My Library Thing widget should update soon to show I’ve been on a reading fest – three books in three days is a lot for me! – and only happened because a neck problem has kept me off the golf-course and also the P.C. So far this week I have clocked up a racy historical novel, a contemporary family story and a fictional biography (which I haven’t yet finished).
How would I summarise my literary tastes? Not sure, but I was disconcerted to see Monica Ali described in the Telegraph as ‘middle-brow’, as if that were a bad thing. I haven’t read her latest books but I thoroughy enjoyed Brick Lane and I woud say it is roughly representative of a lot of what I read. And what I read is probaby what I aspire to in my writing. So that makes me middle-brow too. But who wants to be low-brow writer (poor or formulaic writing?) and who would lay caim to high-brow (obscure and with a limited market?) The whole ‘brow’ idea is clearly a lazy shorthand which lets us put someone down without explaining our real reasons. If I have to choose one, it’s still going to be the middle ground.

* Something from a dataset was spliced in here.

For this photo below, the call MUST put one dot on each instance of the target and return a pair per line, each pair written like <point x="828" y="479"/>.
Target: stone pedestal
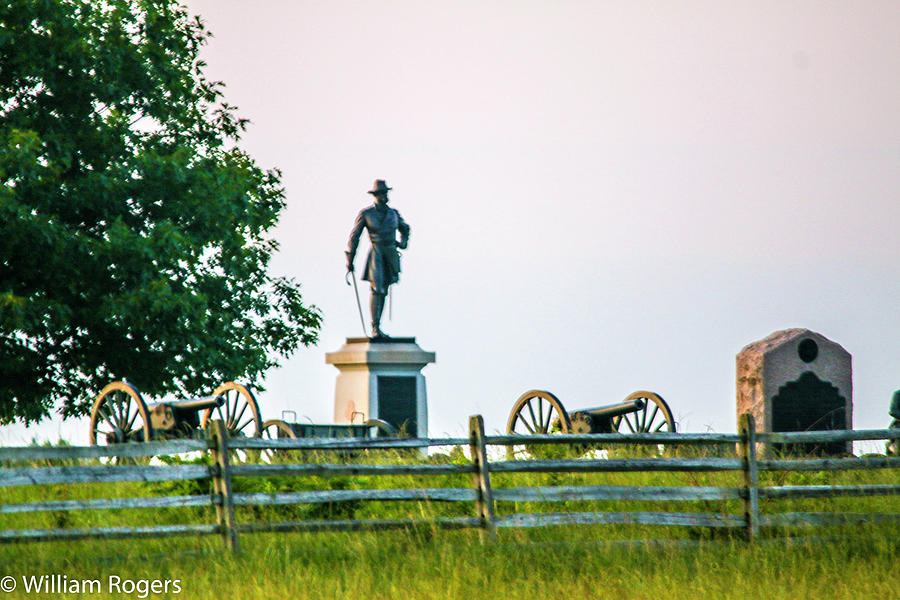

If for ‘high-brow’ we can read ‘literary’, my current read probably does fall in that category. Jill Dawson’s ”The Great Lover’ is about Rupert Brooke. I chose it as an example of historical fiction that deals with a real (and not too distant) figure – something I’m about to attempt myself. I like the way it uses his maid at Grantchester (not just a servant but also the keeper of the honey bees) as the second narrator. As such it’s a good example of the technique of ‘fictional minor character’ as a vehicle for historical fiction, something I’m thinking about too. In this case Brooke himself also has a voice which is convincing but so far less compelling – perhaps the problem with a hero who is, as he should be, a man of light and shade, i.e. he carries a lot of the narrative but I’m not sure I like him! Still it’s early days, and the beautifully evoked atmosphere (smell those scones!) is beginning to pull me in.